The Moon’s future is no longer merely symbolic of political ideology — it is about strategic positioning for humanity’s future. The question is not who can reach the surface, but who will secure and develop it for the benefit of humankind. Through a deliberate sequence of missions, Beijing has built the foundation for a permanent lunar presence that will serve as its base of operations in cislunar space. Its objective is clear: to seize the high ground and control access to its resources. This is not a race for headlines but a contest to define the strategic and economic order of the next century — and China is playing for keeps.
In Washington, debate continues over where to direct scarce resources. Two schools of thought dominate. The “Occupy Mars” camp measures leadership by how far human exploration can reach. The “Colonize the Moon” camp recognizes that lasting influence will only come from building a working extension of Earth’s economy. For the foreseeable future, the Moon must take priority. Much like a nation waging war on multiple fronts, America lacks the resources and industrial capacity to pursue both the Moon and Mars at once. And just as fighting on two fronts risks defeat, a divided focus ensures we will secure neither. History is replete with great powers that fell to the same impatience and overreach.
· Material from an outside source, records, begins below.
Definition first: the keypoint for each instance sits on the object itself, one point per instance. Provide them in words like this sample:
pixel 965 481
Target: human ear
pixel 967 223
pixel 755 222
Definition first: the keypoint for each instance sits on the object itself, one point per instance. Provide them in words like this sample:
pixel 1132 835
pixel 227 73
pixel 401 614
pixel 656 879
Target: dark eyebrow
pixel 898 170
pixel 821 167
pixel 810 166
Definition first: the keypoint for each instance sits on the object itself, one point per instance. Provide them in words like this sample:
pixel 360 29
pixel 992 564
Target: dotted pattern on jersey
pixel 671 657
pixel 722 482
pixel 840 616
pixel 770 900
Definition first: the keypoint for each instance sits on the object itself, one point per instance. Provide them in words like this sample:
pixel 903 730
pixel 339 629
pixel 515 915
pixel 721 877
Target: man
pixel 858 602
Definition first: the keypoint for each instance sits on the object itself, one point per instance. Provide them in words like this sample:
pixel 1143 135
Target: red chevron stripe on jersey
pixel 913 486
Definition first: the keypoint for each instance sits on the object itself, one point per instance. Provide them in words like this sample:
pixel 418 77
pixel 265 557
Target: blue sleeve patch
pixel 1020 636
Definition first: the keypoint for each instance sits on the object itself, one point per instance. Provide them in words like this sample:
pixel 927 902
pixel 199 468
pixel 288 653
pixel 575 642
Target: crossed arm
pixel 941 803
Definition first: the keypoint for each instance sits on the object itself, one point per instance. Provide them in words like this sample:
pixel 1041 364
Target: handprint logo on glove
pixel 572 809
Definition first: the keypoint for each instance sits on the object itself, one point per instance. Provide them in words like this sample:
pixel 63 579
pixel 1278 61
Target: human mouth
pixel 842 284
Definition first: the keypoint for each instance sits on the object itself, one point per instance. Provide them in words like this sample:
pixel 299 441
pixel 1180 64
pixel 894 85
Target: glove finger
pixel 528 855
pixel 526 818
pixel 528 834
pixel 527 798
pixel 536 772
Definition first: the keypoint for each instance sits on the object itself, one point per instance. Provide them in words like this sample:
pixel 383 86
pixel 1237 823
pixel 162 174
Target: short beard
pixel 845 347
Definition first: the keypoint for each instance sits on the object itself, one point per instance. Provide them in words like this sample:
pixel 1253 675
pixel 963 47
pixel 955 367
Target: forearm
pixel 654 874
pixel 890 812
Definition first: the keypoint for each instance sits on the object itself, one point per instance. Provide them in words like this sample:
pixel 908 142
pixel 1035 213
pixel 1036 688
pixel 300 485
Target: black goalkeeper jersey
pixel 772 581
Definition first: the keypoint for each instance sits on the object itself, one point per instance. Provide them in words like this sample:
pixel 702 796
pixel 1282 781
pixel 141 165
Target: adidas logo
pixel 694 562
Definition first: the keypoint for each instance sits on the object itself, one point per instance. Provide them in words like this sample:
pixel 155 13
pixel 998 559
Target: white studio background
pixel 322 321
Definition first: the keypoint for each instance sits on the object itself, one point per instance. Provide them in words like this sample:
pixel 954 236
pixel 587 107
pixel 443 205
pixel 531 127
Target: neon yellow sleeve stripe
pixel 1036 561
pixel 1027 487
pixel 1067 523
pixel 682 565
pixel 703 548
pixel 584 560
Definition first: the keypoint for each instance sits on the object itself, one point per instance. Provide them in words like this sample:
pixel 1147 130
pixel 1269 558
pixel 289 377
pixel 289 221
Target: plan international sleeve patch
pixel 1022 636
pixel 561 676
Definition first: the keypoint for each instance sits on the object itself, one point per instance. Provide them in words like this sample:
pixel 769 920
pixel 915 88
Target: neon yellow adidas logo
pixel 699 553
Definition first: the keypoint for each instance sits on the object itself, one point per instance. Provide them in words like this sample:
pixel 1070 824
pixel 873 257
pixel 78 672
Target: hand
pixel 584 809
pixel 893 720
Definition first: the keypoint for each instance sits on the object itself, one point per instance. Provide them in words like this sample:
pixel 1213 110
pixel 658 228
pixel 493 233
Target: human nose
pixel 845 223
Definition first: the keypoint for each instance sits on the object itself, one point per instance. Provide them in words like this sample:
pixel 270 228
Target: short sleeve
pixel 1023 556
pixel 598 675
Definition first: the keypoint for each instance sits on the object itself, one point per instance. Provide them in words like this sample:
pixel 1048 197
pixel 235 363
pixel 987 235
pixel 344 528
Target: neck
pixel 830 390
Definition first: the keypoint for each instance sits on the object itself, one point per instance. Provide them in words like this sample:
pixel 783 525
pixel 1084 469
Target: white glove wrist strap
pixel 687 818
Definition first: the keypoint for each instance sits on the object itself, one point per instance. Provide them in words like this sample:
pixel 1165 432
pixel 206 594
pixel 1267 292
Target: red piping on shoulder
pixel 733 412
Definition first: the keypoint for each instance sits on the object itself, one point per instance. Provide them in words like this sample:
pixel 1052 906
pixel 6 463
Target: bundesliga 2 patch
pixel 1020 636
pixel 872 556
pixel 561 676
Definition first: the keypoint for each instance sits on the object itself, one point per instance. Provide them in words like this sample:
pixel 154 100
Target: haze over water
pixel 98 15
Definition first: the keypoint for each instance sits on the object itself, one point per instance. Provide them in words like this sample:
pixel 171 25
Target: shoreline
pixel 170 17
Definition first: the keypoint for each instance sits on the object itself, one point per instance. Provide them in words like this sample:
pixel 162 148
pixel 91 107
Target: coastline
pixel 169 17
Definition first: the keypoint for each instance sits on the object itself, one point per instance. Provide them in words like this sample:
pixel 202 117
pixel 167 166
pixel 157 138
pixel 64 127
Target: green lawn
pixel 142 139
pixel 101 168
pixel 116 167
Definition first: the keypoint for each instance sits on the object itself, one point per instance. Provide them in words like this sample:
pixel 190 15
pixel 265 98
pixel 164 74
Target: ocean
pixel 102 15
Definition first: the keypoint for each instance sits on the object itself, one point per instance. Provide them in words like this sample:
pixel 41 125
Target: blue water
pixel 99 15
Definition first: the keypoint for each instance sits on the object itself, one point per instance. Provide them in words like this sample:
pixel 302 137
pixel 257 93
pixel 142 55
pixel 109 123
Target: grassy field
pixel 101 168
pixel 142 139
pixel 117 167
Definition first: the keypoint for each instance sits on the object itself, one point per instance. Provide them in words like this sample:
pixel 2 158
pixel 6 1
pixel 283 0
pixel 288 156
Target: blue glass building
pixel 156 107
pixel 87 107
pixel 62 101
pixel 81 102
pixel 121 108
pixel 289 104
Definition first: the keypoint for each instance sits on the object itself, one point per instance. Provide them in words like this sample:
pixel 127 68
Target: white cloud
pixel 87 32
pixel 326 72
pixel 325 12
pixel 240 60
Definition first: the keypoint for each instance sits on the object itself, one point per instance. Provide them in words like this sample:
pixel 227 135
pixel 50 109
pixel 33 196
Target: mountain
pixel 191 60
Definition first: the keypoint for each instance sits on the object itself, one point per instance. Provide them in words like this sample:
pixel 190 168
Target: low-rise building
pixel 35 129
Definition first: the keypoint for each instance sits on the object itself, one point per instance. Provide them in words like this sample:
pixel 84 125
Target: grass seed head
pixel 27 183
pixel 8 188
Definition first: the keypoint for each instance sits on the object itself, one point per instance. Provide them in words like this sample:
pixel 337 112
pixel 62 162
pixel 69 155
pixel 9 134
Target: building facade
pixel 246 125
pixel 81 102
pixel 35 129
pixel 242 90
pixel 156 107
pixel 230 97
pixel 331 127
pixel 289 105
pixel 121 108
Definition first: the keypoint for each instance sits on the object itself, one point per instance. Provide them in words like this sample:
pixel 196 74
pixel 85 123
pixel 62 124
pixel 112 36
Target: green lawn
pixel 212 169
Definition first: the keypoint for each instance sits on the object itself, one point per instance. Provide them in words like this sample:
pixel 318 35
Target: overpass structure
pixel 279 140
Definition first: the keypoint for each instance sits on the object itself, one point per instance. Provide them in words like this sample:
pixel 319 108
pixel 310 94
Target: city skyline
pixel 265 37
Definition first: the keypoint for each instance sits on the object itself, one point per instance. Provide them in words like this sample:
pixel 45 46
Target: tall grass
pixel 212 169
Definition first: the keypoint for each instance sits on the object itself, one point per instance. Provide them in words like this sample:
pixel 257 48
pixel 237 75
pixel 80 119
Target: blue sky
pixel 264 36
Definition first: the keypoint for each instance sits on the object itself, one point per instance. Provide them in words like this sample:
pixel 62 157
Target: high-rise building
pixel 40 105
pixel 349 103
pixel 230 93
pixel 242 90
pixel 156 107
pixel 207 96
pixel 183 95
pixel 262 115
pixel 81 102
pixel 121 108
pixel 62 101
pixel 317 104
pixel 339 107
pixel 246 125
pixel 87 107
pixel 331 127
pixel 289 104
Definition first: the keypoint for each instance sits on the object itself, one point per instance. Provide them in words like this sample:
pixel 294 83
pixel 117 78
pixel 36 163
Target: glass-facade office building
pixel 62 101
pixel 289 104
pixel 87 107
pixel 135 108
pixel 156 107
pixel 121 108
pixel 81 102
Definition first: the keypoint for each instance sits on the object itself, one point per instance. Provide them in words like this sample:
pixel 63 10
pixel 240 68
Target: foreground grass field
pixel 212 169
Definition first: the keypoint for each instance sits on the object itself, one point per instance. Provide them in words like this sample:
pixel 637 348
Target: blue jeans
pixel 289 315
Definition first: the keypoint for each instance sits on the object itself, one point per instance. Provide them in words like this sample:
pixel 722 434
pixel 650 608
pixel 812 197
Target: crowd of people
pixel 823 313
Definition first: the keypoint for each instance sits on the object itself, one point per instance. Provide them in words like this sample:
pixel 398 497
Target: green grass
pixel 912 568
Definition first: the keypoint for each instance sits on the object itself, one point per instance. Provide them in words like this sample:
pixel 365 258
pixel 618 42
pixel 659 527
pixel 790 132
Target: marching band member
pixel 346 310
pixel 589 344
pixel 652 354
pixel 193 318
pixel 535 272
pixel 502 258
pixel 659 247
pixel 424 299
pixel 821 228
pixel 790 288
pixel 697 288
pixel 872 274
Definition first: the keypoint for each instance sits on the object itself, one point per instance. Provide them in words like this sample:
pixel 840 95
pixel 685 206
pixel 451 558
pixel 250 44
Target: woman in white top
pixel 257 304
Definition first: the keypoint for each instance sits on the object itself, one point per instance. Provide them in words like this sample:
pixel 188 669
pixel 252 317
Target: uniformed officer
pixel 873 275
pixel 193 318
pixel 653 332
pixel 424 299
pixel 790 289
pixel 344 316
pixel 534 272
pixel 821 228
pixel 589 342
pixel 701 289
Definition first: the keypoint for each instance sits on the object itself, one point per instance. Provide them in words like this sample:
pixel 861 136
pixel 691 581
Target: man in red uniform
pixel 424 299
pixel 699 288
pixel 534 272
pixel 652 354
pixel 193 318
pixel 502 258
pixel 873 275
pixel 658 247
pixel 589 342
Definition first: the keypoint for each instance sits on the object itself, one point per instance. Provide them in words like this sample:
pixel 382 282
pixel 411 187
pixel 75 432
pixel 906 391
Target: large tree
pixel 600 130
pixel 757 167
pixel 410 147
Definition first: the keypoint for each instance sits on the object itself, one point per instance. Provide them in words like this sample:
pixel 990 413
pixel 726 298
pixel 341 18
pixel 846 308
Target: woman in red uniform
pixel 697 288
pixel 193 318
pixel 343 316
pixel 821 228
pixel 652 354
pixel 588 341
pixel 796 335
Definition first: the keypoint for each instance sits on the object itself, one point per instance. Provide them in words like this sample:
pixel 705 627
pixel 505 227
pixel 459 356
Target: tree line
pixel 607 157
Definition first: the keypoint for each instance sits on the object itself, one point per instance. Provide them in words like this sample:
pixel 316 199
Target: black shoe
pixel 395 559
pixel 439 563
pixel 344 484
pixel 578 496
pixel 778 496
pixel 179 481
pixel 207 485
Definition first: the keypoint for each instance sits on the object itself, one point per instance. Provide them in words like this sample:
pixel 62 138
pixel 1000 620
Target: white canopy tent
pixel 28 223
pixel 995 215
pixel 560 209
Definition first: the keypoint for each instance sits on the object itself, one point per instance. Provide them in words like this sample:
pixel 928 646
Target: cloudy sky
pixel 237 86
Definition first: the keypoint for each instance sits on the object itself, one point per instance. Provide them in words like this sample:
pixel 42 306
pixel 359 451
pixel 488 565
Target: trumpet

Organizations do their best work when their goals are clear and their purpose aligned — and NASA must do the same. SpaceX and other private companies are working feverishly to tackle the immense challenges that Mars presents, but even if NASA devoted its entire budget to the effort, it would still fall far short. For that reason alone, sending an astronaut to the Red Planet and returning her safely remains a distant prospect — and a national commitment to do so should be deferred. Until breakthroughs in energy and life-support systems make interplanetary travel routine, America must concentrate its limited resources on securing the Moon. It is strategically vital, economically attainable, and operationally realistic.
Prioritizing the Moon is not a rejection of further human exploration — it is securing the gains won in the last century to maintain space dominance in this one. Ceding it to China will endanger national security in the near term and restrict access to vital resources for generations to come. The Moon is rich in helium-3, a critical isotope for quantum computing and clean nuclear fusion. Unlocking this lunar resource has the potential to help solve Earth’s energy and environmental challenges while enabling advanced propulsion for deep-space exploration. Water ice at the lunar poles can support both life and fuel production, making a sustained presence and further exploration possible. Mars must remain on our long-term horizon, but the Moon is the foundation upon which that future must be built.
Fortunately, we already have most of the tools. Acting NASA Administrator Sean Duffy has just taken bold action to reverse an earlier decision to downsize the agency’s lunar lander program. Competition has always been the cornerstone of NASA’s public-private partnerships — and it must remain so. Through the Artemis program and Commercial Lunar Payload Services initiative, NASA has created a model where government purpose aligns with private innovation and capital. Their first missions to the Moon’s mineral- and water-rich South Pole will reestablish an American presence and lay the groundwork for a sustainable lunar economy. Private investment is already flowing into ventures betting that lunar resources will one day fuel near-limitless clean energy through fusion.
The Second Space Race will not be won with just flags and footprints, but with factories, networks, and markets that sustain life and commerce on Earth and beyond. It begins on the Moon, where control of resources, access, and data will determine who leads. The next frontier is no longer on the horizon — it’s in our orbit.